Statement by Jacob Carter, Union of Concerned Scientists

Published Jan 11, 2022

WASHINGTON (January 11, 2022)—Today, the White House’s task force on scientific integrity released its official report, offering recommendations to strengthen the role of science in the federal government and protect scientists from political interference. This report gives the Biden-Harris administration a road map for the urgent work of creating a stronger, more effective federal scientific enterprise, according to the Union of Concerned Scientists (UCS).

Below is a statement by Jacob Carter, senior scientist and acting research director for the Center for Science and Democracy at UCS.

“As the nation works to emerge from a devastating pandemic and stares down the daunting challenges of climate change and environmental injustice, it’s never been more important for the federal government to make the best possible use of its scientific resources. But the federal scientific enterprise has been severely harmed by underfunding, neglect and outright hostility from political leaders in recent years. The release of today’s task force report shows that the Biden-Harris administration understands this challenge.

“First and foremost, it’s encouraging that this task force report exists at all. The previous administration committed over 200 abuses of science and created an incredibly hostile environment that drove hundreds of experienced public servants out of government.

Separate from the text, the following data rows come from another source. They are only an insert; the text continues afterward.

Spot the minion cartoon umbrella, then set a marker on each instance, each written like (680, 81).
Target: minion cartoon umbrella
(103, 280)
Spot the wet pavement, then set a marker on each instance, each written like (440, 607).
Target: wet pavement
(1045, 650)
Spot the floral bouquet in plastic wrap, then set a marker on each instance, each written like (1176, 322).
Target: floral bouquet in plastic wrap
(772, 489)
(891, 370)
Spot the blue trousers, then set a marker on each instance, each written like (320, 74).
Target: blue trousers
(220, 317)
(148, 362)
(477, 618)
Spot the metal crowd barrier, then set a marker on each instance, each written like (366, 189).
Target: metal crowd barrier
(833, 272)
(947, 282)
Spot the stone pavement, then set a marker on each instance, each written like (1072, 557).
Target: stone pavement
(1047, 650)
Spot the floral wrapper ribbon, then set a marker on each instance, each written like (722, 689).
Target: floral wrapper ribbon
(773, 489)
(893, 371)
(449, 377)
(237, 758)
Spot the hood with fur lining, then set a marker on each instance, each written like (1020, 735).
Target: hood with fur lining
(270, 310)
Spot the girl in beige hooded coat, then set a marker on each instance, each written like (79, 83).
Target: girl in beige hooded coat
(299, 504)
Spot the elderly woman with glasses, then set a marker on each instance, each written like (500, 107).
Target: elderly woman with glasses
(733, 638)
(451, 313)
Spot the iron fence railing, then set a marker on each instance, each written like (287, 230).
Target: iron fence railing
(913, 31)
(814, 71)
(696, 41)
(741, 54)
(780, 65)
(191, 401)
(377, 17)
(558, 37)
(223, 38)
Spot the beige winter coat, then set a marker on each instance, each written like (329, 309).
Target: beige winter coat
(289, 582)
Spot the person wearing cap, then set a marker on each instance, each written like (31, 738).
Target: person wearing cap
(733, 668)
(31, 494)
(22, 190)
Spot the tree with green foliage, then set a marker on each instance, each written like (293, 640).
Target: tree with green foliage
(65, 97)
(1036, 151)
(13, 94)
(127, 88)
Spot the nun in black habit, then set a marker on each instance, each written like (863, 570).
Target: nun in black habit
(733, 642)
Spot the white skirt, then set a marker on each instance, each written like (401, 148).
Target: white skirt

“It’s gratifying to see that the task force has been listening to the scientific community. Scientists have been increasingly active in calling for stronger protections to allow experts to do their best work on behalf of the public. In many ways, the findings of this task force reflect the recommendations UCS has made to strengthen the role of science at the federal level. As a former EPA scientist, I know how vital it is that experts can feel free to follow their research without fear and know that their work will be taken seriously. The White House should continue to provide opportunities for scientists and the public at large to offer their input as the federal government works to strengthen scientific integrity policies. The administration needs to ensure that all agencies have strong, well-implemented policies and that the federal government is attentive to ethics, environmental justice, and accountability to the public.

“The administration has made some progress already, but there’s a long way to go to rebuild and re-imagine the federal government’s scientific enterprise. It’s time to put these ideas into practice.

“However, presidential actions can only do so much, and only for so long. The ability for federal scientists to do their important work can’t be left to chance. To truly make lasting progress, we need Congress to pass scientific integrity legislation and make sure these protections are codified into the law.”